On 12 January, she will celebrate her 100th birthday. But curiously, there is another elderly lady still around who saw 10 Downing Street and Chequers from the inside, even before Mary Wilson first set foot there. She is Clarissa Eden, Winston Churchill’s niece and the widow of his successor, Sir Anthony Eden.
Lady Eden, who is 95, was moving in high-ranking Conservative circles almost from birth, but nothing in Mary Wilson’s childhood suggested a life destined to be out of the ordinary.
Her father, the Rev Daniel Baldwin, was a Congregationalist minister in Diss, Norfolk, who insisted that his children observe Sundays by attending church twice and reading no novels.

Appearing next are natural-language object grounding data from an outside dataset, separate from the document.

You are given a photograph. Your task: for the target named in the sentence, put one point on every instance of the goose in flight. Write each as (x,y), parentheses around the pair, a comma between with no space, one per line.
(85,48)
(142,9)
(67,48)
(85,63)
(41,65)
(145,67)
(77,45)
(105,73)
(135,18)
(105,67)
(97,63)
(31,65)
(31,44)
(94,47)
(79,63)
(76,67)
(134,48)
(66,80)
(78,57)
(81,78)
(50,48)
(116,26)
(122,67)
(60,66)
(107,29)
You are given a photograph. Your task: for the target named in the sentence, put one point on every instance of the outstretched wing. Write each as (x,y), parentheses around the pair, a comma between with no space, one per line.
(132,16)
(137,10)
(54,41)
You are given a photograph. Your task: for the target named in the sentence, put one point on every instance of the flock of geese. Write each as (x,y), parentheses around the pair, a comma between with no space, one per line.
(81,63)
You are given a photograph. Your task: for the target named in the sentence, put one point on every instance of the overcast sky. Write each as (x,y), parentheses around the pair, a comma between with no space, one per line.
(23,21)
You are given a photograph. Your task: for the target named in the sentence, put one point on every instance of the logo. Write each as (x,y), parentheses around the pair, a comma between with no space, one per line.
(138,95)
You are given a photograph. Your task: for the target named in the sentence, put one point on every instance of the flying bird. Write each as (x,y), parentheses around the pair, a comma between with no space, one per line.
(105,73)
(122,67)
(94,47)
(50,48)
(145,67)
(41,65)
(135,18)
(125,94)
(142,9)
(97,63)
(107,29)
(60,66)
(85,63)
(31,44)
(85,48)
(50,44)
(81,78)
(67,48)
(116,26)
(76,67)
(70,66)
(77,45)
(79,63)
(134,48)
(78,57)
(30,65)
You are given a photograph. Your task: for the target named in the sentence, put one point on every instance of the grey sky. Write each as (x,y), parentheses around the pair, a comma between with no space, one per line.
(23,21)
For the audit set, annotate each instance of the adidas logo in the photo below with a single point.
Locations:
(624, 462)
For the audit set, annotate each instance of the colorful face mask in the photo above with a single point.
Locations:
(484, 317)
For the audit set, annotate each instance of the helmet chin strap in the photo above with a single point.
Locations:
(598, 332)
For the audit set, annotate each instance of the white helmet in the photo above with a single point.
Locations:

Mary missed out on university, and was working as a shorthand typist in a soap factory on the Wirral in 1934 when she met Harold Wilson, just before he went up to Oxford University.
When they married, on New Year’s Day 1940, she had every reason to expect a quiet, secure future as the wife of a precocious Oxford don. But in 1945 he was swept into Parliament in a seat not held by Labour since 1929. In 1947, aged 31, he was a Cabinet minister. By 1964, he was Prime Minister.
Mary Wilson could never bring herself to think of 10 Downing Street as home.
When her husband resumed the premiership after the February 1974 election, she persuaded him to not move back there. She must have been hurt by the rumours about Wilson’s mercurial relationship with his strong-willed political secretary, Marcia Williams (later Lady Falkender).
The rumours resurfaced in 2003, when Wilson’s former press secretary, Joe Haines, published a book giving an exact date on which he alleged the relationship had gone beyond the purely professional. The journalist Francis Wheen turned this whirlwind story into a BBC4 drama in 2006. That play had two unforeseen effects. Lady Falkender sued and the BBC settled out of court for £75,000 damages, and Lady Wilson, then 91, gave a rare newspaper interview to her husband’s old colleague, Roy Hattersley.
She cannot be said to have given her side of the story, because it would have been out of character for her to talk about anything so personal. But Hattersley reported that Lady Falkender and Lady Wilson were fast friends who lunched together every Wednesday at the House of Lords. That was in 2007. Lady Wilson no longer visits the Lords.
The other great distressing experience of her life came after her husband’s resignation in 1976, when she had to witness his brilliant mind going to pieces under the influence of Alzheimer’s disease. She marked his funeral on Scilly by writing a 10-line poem (see left).
A spell in No 10 is no guarantee of a healthy old age. Many of its occupants have died early or unhappy. None has yet lived to be 100. This week, the much underestimated Mary Wilson will be the first.
Mary Wilson’s poem on Harold’s death
My love you have stumbled slowly
On the quiet way to death
And you lie where the wind blows strongly
With a salty spray on its breath.
For this men of the island bore you
Down paths where the branches meet
And the only sounds were the crunching grind
Of the gravel beneath their feet
And the sighing slide of the ebbing tide
On the beach where the breakers meet.